Federal law concerning Indian and Alaska Native land—and Native nations in general—is terribly unjust and out of keeping with the Constitution and basic American values. Our Native Land Law project is focused on creating a fair and principled framework of law concerning the rights of Native Americans to their lands and resources—a framework consistent with the United States Constitution and Indian treaties, and with American concepts of fairness and modern principles of international human rights law. Our long-term goal is to reform—through political, judicial and administrative processes—the present discriminatory laws affecting Native lands and resources in the United States.
We have written a set of General Legal Principles and supporting Commentaries stating what we believe federal law really is or what it ought to be. These General Principles cover the topics of self-determination, the doctrine of discovery, aboriginal title, the power of the federal government to take Native lands, the plenary power doctrine, and the taxation of tribally held lands.
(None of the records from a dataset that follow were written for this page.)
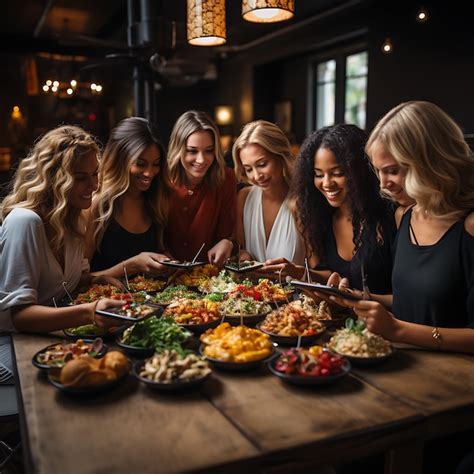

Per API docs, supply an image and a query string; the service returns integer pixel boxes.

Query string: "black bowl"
[132,360,211,392]
[199,344,276,372]
[257,323,326,347]
[329,346,395,365]
[48,371,128,395]
[177,318,221,336]
[225,311,269,326]
[115,335,155,359]
[31,339,109,370]
[268,357,351,385]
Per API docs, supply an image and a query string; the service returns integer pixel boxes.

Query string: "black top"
[392,209,474,328]
[316,211,397,295]
[91,219,158,272]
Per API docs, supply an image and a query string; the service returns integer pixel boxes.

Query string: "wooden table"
[14,334,474,474]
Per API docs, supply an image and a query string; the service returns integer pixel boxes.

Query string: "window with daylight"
[313,51,368,130]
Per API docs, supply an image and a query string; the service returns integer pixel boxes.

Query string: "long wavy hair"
[91,117,171,249]
[292,124,387,260]
[232,120,294,186]
[0,125,99,252]
[168,110,225,188]
[366,101,474,218]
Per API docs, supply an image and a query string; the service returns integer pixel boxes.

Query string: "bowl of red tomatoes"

These draft principles form a consistent framework of legal rules that would overcome the truly unfair and discriminatory rules that now are applied to Native nations. We wrote two versions of these Principles and Commentaries: a General Edition, and a Lawyers Edition for those interested in detailed analysis of the law.
With the United States’ endorsement of the UN Declaration on the Rights of Indigenous Peoples, the movement for law reform is growing. Many tribal leaders are eager to begin developing strategies for improving the present framework of law. We are pleased with the progress made in 2010. We are consulting with Native tribes and making plans for providing legal assistance to tribes in their efforts to change the law.
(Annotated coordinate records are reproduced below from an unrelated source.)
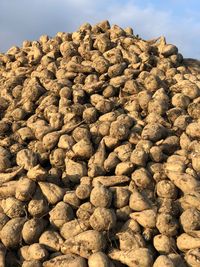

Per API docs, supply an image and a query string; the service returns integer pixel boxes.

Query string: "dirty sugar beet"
[0,21,200,267]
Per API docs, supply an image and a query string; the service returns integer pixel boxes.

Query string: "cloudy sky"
[0,0,200,59]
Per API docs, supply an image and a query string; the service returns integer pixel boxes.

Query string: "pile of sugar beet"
[0,21,200,267]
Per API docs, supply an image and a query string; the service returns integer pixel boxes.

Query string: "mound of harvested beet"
[0,21,200,267]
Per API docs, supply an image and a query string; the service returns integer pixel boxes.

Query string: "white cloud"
[0,0,200,57]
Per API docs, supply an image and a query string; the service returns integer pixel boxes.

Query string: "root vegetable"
[0,21,200,267]
[61,230,106,258]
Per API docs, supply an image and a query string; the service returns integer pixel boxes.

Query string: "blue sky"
[0,0,200,59]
In addition to meeting with Indian leaders, we have met with White House staff, the U.S. Department of State, and others to discuss how the federal government can begin to make changes in federal law and policies and how the government can implement the UN Declaration in a meaningful way. We are studying how we can present the Native Land Law Principles and related legal materials to judges and other government officials.
We hope that debate and discussion will in time lead to consensus among Native leaders about the changes they wish to seek in federal law.